I admittedly had a personally profound experience with this series of essays. It wasn't exactly the content of the book but what the topic of the book pointed at. I was reminded of the very real nature of the expanded Mormon movement. Its a family, full of inbreeding, fighting, and on occasion, reconciling. I was reminded of the experiences I have had upon discovering cousins or a sibling I did not know existed. To learn about the other sides of the Mormon story which have been hidden, or of the people whose legacies have been mistreated by the Brighamhites was healing in a way. Having lived most of my life as a devout member of the LDS faith community, I have recently moved on in my own journey (to borrow a tired cliche).
These essays were, in a way, calling me back to the family--not for religious reasons but for purely familial ones. Who are these family members I have never known or have always known as "heretics" and "apostates" my whole life?
With over 400 distinct churches stemming from the life of a young farm boy in Upstate New York, Mormonism has a rich, and colorful collection of peoples, and cultures. The contributors represent a variety of the different branches within Mormonism, while a couple have also moved on from their Mormon roots, but not left their heritage behind.
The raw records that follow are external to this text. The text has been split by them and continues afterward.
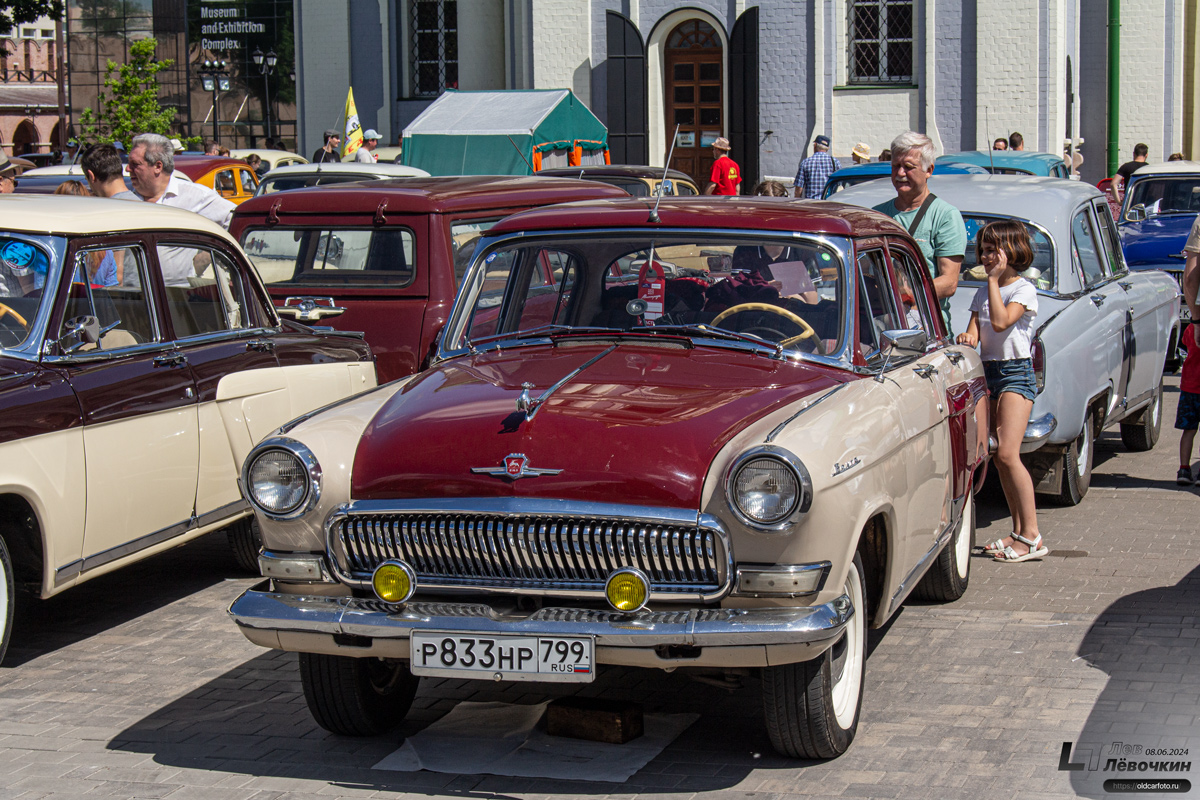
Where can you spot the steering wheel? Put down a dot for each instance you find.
(775, 310)
(6, 311)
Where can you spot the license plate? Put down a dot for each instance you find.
(557, 659)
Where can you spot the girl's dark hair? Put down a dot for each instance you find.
(1011, 236)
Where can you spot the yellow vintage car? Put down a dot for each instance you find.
(231, 178)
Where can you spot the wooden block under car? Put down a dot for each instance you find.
(595, 720)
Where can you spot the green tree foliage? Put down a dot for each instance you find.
(27, 11)
(129, 103)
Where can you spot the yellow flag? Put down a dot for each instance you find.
(353, 138)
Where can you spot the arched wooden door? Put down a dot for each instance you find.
(695, 96)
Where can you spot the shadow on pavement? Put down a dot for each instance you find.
(1149, 644)
(42, 626)
(252, 720)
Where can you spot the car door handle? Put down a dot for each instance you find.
(171, 360)
(925, 370)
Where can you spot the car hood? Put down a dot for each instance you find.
(631, 423)
(1156, 240)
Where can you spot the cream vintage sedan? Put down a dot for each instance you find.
(628, 468)
(141, 360)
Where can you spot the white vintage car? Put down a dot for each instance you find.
(703, 471)
(1102, 332)
(141, 360)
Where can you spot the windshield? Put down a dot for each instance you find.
(775, 293)
(1041, 275)
(25, 266)
(1165, 196)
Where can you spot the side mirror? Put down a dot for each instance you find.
(84, 329)
(904, 343)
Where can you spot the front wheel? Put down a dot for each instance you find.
(947, 579)
(6, 599)
(811, 708)
(1077, 465)
(357, 697)
(1143, 434)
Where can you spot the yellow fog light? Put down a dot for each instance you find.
(628, 590)
(394, 582)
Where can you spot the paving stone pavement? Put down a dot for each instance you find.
(137, 685)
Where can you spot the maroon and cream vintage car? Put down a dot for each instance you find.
(139, 362)
(732, 434)
(385, 257)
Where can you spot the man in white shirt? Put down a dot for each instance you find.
(153, 174)
(365, 155)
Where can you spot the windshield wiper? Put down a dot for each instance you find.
(712, 332)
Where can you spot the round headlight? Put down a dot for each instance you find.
(394, 582)
(628, 590)
(767, 491)
(277, 481)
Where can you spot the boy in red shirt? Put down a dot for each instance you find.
(726, 174)
(1187, 415)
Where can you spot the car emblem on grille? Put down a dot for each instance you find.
(515, 465)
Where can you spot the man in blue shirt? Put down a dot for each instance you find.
(815, 170)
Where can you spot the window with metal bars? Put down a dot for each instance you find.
(435, 25)
(881, 41)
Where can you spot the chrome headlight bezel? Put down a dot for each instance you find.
(786, 458)
(309, 463)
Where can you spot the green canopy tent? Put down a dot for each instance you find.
(504, 133)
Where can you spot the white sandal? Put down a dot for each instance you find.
(1036, 551)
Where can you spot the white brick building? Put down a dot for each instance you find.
(773, 76)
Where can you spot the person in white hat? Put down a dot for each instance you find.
(365, 155)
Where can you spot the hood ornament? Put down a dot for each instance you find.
(515, 465)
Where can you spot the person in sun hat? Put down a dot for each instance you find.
(726, 174)
(365, 155)
(815, 170)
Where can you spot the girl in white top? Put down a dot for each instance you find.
(1002, 325)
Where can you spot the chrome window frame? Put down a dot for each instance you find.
(472, 283)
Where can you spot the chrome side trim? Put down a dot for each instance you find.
(263, 609)
(1038, 431)
(69, 571)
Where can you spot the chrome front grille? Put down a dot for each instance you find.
(545, 553)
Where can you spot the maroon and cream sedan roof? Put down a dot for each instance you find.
(84, 216)
(429, 196)
(729, 214)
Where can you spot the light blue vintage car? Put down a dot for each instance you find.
(1103, 332)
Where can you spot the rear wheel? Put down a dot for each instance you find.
(357, 697)
(811, 708)
(245, 542)
(1077, 465)
(1143, 433)
(947, 579)
(6, 599)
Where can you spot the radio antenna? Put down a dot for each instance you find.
(654, 211)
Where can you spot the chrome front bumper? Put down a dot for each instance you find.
(702, 627)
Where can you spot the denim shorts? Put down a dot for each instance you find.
(1187, 415)
(1012, 376)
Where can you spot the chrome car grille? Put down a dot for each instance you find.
(531, 552)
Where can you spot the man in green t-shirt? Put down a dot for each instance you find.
(941, 234)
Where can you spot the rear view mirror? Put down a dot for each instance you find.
(904, 343)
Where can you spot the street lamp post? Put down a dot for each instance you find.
(267, 66)
(215, 76)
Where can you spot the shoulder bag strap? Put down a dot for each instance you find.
(921, 212)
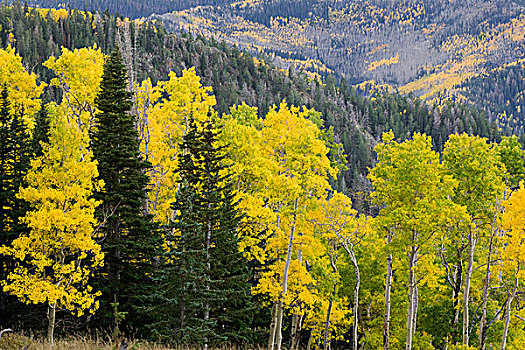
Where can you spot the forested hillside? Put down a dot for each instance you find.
(429, 48)
(433, 49)
(236, 77)
(172, 188)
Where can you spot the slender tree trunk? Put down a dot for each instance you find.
(466, 290)
(285, 277)
(310, 338)
(458, 280)
(296, 318)
(51, 310)
(416, 304)
(297, 323)
(350, 250)
(275, 307)
(483, 322)
(327, 324)
(411, 298)
(279, 325)
(208, 269)
(388, 286)
(507, 318)
(273, 327)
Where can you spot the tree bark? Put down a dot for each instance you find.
(466, 290)
(285, 277)
(273, 327)
(507, 318)
(458, 280)
(297, 322)
(327, 324)
(350, 250)
(483, 322)
(275, 314)
(388, 284)
(51, 310)
(412, 296)
(279, 325)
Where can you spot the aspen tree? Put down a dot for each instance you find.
(413, 191)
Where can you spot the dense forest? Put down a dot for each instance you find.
(173, 188)
(432, 49)
(237, 77)
(127, 8)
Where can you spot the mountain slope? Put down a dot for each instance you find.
(237, 77)
(427, 48)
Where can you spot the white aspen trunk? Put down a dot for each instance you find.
(411, 299)
(51, 311)
(309, 344)
(279, 325)
(507, 319)
(273, 327)
(349, 247)
(466, 290)
(275, 314)
(296, 318)
(416, 301)
(208, 269)
(458, 278)
(285, 277)
(327, 325)
(388, 286)
(483, 322)
(296, 333)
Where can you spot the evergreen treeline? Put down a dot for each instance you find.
(236, 77)
(128, 8)
(159, 219)
(501, 94)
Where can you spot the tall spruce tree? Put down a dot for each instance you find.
(128, 234)
(41, 130)
(15, 157)
(205, 296)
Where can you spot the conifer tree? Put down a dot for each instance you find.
(129, 235)
(205, 294)
(41, 130)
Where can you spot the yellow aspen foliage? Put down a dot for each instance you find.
(78, 75)
(56, 258)
(301, 285)
(167, 122)
(23, 88)
(512, 251)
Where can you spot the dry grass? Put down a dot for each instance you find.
(19, 342)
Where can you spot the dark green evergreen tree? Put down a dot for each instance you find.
(205, 294)
(15, 157)
(129, 234)
(41, 130)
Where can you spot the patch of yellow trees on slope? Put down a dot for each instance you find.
(323, 264)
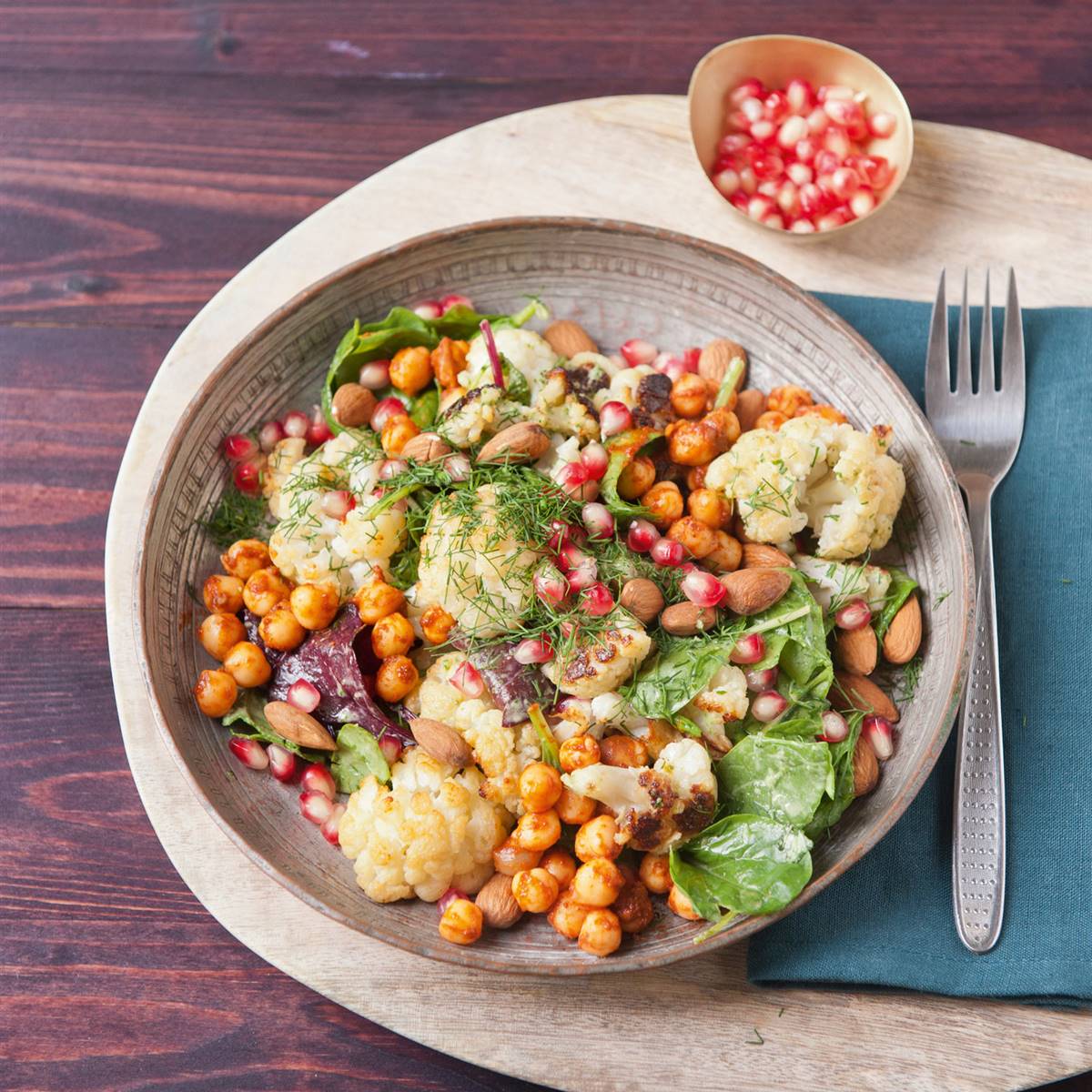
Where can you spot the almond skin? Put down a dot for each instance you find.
(568, 339)
(752, 591)
(861, 693)
(441, 742)
(904, 637)
(298, 726)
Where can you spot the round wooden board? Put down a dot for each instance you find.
(966, 202)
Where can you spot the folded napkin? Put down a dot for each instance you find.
(888, 922)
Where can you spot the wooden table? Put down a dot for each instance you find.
(137, 172)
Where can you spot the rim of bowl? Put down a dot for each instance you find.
(479, 956)
(905, 118)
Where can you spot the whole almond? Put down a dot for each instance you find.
(642, 599)
(568, 339)
(500, 909)
(518, 443)
(904, 637)
(426, 448)
(298, 726)
(441, 742)
(685, 620)
(854, 692)
(856, 650)
(353, 405)
(866, 769)
(752, 591)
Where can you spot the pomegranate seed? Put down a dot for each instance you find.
(768, 705)
(318, 807)
(305, 696)
(249, 753)
(615, 418)
(880, 736)
(748, 650)
(318, 779)
(282, 763)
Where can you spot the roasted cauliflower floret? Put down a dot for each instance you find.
(430, 831)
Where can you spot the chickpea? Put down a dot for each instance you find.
(265, 590)
(509, 858)
(397, 434)
(691, 394)
(637, 478)
(437, 625)
(538, 830)
(623, 751)
(598, 839)
(218, 632)
(245, 557)
(601, 934)
(412, 369)
(315, 605)
(579, 752)
(655, 873)
(461, 923)
(377, 600)
(534, 890)
(598, 883)
(223, 594)
(664, 501)
(392, 636)
(396, 678)
(216, 693)
(540, 786)
(561, 865)
(698, 539)
(247, 664)
(573, 808)
(281, 631)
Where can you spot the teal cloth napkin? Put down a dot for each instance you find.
(888, 922)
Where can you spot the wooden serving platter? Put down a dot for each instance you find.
(966, 202)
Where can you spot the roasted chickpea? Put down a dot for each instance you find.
(601, 934)
(596, 839)
(245, 557)
(223, 594)
(216, 693)
(396, 678)
(538, 830)
(534, 890)
(698, 539)
(509, 858)
(376, 600)
(265, 590)
(691, 393)
(392, 636)
(664, 501)
(315, 605)
(710, 507)
(561, 865)
(598, 883)
(637, 478)
(218, 632)
(412, 369)
(540, 786)
(579, 752)
(461, 922)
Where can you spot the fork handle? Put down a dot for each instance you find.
(978, 813)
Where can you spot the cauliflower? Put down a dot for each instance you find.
(814, 473)
(430, 831)
(659, 807)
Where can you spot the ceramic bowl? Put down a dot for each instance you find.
(620, 281)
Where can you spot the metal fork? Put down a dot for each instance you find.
(981, 431)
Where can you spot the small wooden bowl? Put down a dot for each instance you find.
(775, 59)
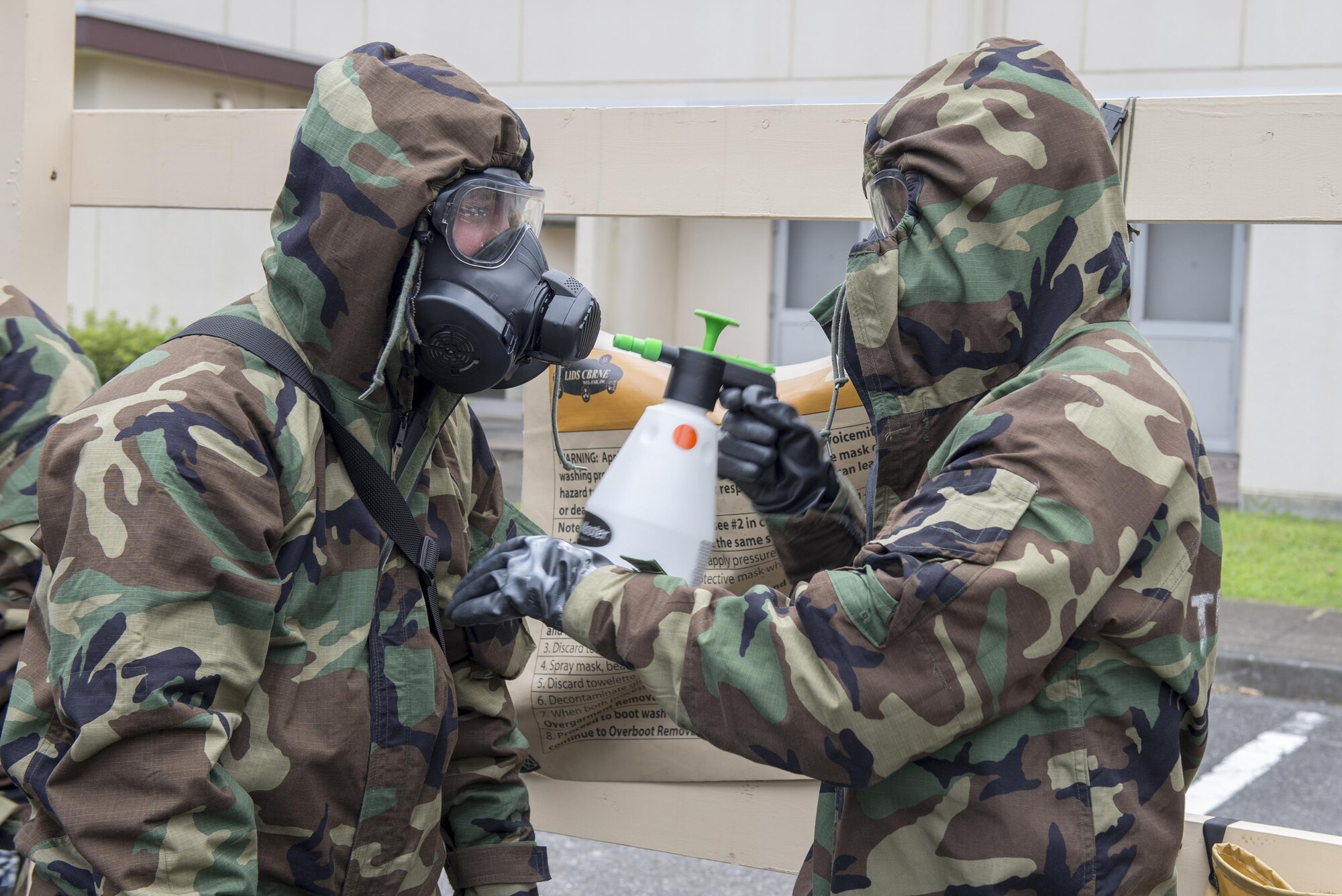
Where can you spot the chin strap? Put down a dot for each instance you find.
(837, 361)
(410, 288)
(558, 376)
Roger Launius ends the volume with some prescient takeaway from the essay 'Is God the Ultimate Practical Joker?': --"All claimants to leadership among the Latter Day Saints have always held two beliefs in common. First, they have all believed, or at least claimed to believe, that God had called them apart to reestablish "a true church" out of the vestiges of an older but impure religious movement. Second, God always told them through revelation, vision, or some other supernatural means that what they taught was the pure gospel and all else a corruption of the holy way." --"Collectively we deconstruct the arguments of those to whom we have no allegiance and after dissembling declare them invalid, feeling superior in the process, while we ignore and therefore accept some of the most stark of contradictions and absurdities in the belief system that we have embraced." --"Students of Mormonism have tended not to take seriously the faith claims of these various groups, in essence concluding that God does not foster chaos and multiple paths of righteousness and that therefore those failing to adopt their faith claims are either mistaken or deliberately misleading in their religious conceptions." --"Perhaps we are doing little more than offering stories about the past that have some relationship to what took place but are not the sum total of anything, and do not offer any understanding that we might consider of a concrete nature...I have always believed that the search for historical knowledge came through each person's study and presentation, modified or embraced or rejected by others on the same quest. I revise what has bone before; others following my path revise my work. That is the historical enterprise, as I understand it."
The essay about the modern-day practice of polygamy, written by a woman who is a practicing polygamist (and a historian), was AWESOME, and that is why I am giving this book five stars. I really enjoyed reading about that and all of the other sects that have as their foundation a belief in Joseph Smith as a prophet and the Book of Mormon as the word of God.
A great survey of Latter Day Saint groups. It is an edited volume (i.e., a compilation of many separately written chapters by different authors) so has all the upsides and downsides of that format--downsides including occasional repetition and lack of total comprehensiveness. But these are not material drawbacks of the book--you know what you're getting into with an edited volume.
The most striking thing is that there are no chapters on the two largest groups (Community of Christ/RLDS and Brighamite "LDS"). Maybe this was intentional, but by leaving them out it sort of concedes their exceptionality in a book designed to flatten the hierarchy among the groups. Why not have essays on these two groups that have to explain their claims starting from neutral ground? But this is not a criticism; I enjoyed and learned much from the book.
Fantastic read! The "Mormon Schism" as it has come to be called is one of my favorite historical moments in the history of the Latter-day Saint movement. Sadly, it's also one of the most unknown events, especially among the rank and file membership of the mainstream church. This is unfortunate because the Mormon Succession Crisis is critical to an understanding of Mormon history. This is a must read if you are going to call yourself a serious student of Mormon history.